Besides the visualization methods mentioned above, Katifori et al.  have also presented many tools and layout algorithms to visualize ontologies and graphs in general. For example, a hyperbolic tree  can handle thousands of nodes. However, in a hyperbolic tree visualization, it is difficult to distinguish between tree and non-tree edges among hundreds of edges since they are all represented as links. Another disadvantage is that hyperbolic trees are not space efficient, and normally only a couple of pixels are used for each node. Therefore attributes (like gene expression data) mapped on nodes become hard to distinguish and interpret.
Space-filling methods are considered very space-efficient and are good for mapping attributes on node regions. Despite the disadvantages of rectangular space-filling (such as treemap), evaluations  find that radial space-filling (RSF) methods  are quite effective at preserving hierarchical relations.

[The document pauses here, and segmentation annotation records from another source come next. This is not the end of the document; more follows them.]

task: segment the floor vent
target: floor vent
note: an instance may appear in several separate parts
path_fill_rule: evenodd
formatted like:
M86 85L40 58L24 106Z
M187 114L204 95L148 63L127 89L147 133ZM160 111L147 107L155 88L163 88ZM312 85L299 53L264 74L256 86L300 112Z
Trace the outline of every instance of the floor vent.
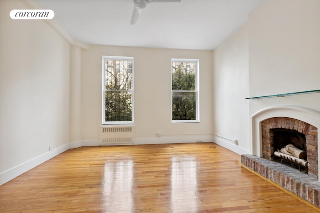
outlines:
M134 127L101 127L100 141L101 145L132 144Z

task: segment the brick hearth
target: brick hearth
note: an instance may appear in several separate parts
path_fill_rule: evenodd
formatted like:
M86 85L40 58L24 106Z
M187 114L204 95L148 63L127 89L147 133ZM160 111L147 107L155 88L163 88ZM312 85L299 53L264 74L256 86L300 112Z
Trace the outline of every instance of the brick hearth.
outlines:
M242 155L241 162L260 175L320 207L320 183L317 179L284 164L252 155Z

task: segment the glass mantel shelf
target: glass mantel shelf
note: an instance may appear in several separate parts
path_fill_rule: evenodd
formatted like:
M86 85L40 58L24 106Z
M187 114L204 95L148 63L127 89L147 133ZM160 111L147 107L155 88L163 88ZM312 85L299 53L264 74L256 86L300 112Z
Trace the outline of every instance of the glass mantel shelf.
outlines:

Researchers in economics have utilized 3D RSF to study hierarchical time-dependent data . However, like the traditional RSF and treemaps, their method also suffers the problem in duplicating nodes for non-tree edges. We propose the enhanced RSF (ERSF) algorithm, which uses an intuitive orbit metaphor to explicitly visualize the non-tree edges, and make it appear different than the major hierarchic structure.
Contributions of MetNetGE
In order to show the overall structure of complete ontologies, MetNetGE provides a space-filling view of the biological network and maps the experimental data onto this view using the Google Earth software and API . MetNetGE is also designed to aid biologists in better understanding complex individual pathways, using a 3D tiered layout, where different entity types and interactions are located on different tiers. MetNetGE allows exploration of new patterns in the data. The contributions of the MetNetGE system to biological data visualization are:
A 3D tiered layout that shows the main pathway structure and cross layer patterns.
A novel representation and interaction based on our enhanced radial space filling (ERSF) technique with orbits for visualizing cross-links in an ontology dataset.
Methods that link the summary statistics of experimental high-throughput data to the ontology visualization.
MetNetGE is implemented in Python. The pathway and ontology drawings were created as Keyhole Markup Language (KML) files, and were loaded into Google Earth through its COM API . The graphical user interface (GUI) is written with PyQt .
The major research focus of MetNetGE is on summarizing large biological networks on a single display. There are many well-known visualization platforms that are tailored to show biological pathways, e.g., Cytoscape, VisANT, however, none of them can handle the large number of 3D geometries used in the ERSF technique. Google Earth was designed to smoothly handle large 3D geometric datasets. The GE API provides methods for controlling the level of detail and zooming, selection etc. Moreover, GE is a well established and widely used platform with a well-known user interface, thus users may not need intensive training for successful use of MetNetGE.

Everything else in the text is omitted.